The study, which included surveys and experiments in which more than 1,000 participants were shown episodes of “Wiseguy” and other iconic television shows from the 1970s and 1980s, indicated that less than 1 percent of the U.S. population remembers Ken Wahl’s name or would be able to recognize him on the street, at a Department of Motor Vehicles office or if he were to ask them for spare change on a street corner or subway platform, something one study participant insisted Wahl had done as recently as 2012.

Lead researcher Diana Melendez explains that the study, commissioned by NBCUniversal in an effort to explore the potential marketability of stars from yesteryear, produced some surprising results.

“We really felt this was going to be a groundbreaking study into the fleeting nature of celebrity,” explains Melendez. “While I can say with certainty that the study was groundbreaking, ultimately some of the results turned our initial theory on its head.”

Though Melendez admittedly did not expect many participants to remember Wahl, the researcher notes that the nearly universal amnesia of the study group with regard to the tall, dark and once-handsome Chicago-born actor was somewhat surprising to the study’s authors.
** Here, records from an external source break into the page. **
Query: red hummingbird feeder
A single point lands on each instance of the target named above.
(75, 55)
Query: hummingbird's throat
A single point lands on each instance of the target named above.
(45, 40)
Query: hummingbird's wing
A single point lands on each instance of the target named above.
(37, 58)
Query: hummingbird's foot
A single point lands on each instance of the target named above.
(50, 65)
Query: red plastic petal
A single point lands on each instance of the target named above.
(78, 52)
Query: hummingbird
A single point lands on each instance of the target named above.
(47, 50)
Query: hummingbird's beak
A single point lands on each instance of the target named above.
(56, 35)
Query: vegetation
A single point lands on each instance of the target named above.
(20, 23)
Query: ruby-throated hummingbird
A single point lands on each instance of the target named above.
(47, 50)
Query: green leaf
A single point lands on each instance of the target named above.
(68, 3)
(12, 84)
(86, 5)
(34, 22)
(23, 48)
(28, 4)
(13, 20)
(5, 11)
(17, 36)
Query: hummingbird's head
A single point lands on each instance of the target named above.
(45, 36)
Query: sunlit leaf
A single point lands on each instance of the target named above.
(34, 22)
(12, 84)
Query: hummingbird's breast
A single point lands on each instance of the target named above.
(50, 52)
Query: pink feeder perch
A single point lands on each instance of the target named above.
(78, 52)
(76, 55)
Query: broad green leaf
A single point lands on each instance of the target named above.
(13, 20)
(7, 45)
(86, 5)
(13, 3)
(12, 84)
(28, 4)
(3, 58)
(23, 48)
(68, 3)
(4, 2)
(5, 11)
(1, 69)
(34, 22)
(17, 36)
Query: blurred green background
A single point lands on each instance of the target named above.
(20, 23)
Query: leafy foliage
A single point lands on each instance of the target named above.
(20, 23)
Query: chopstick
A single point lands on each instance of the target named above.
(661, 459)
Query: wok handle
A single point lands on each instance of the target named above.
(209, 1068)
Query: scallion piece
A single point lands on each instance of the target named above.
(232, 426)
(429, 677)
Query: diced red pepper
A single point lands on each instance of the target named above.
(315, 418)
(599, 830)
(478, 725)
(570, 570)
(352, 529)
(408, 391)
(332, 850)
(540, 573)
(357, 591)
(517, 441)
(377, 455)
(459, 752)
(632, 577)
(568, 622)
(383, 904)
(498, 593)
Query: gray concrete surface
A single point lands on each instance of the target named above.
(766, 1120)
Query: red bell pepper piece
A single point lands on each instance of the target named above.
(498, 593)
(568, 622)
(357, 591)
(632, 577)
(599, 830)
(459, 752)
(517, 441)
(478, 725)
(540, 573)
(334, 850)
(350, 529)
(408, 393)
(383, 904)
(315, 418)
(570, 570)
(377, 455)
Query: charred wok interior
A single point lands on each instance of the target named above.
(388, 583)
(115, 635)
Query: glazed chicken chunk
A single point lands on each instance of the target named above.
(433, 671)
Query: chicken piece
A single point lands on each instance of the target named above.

But the surprise at Wahl’s transformation from leading man on a popular and critically acclaimed television show to wholly unrecognizable and forgotten afterthought paled in comparison to that of the study’s other findings, most notably that celebrity is not as fleeting as the case of Ken Wahl might suggest.

“My fellow authors and I concluded that Ken Wahl is the exception and not the rule,” said Melendez, citing the study participants’ considerable familiarity with other aging actors whose time in the limelight has long since expired. “For example, more than 70 percent of our participants instantly recognized Gregory Sierra, who played third fiddle to Redd Foxx and Demond Wilson as Fred and Lamont Sanford’s Puerto Rican neighbor, Julio, on ‘Sanford & Son,’ a show that aired its final episode in 1977. By contrast, barely anyone remembered Ken Wahl, even though he was still starring as the lead in his own show as recently as 1990.”

Perhaps most telling was that more than 80 percent of participants fondly recalled a handful of Wahl’s “Wiseguy” costars, including Jim Byrnes, William Russ and Ray Sharkey. Neither Byrnes, Russ nor Sharkey, who passed away more than two decades ago, are considered household names, yet participants still widely recalled each actor’s name and face while drawing a collective blank with regard to the 59-year-old Wahl.

“Science cannot explain everything,” admits Melendez. “But in this case it’s almost as if Americans have made a nearly universal and conscious effort to forget Ken Wahl.”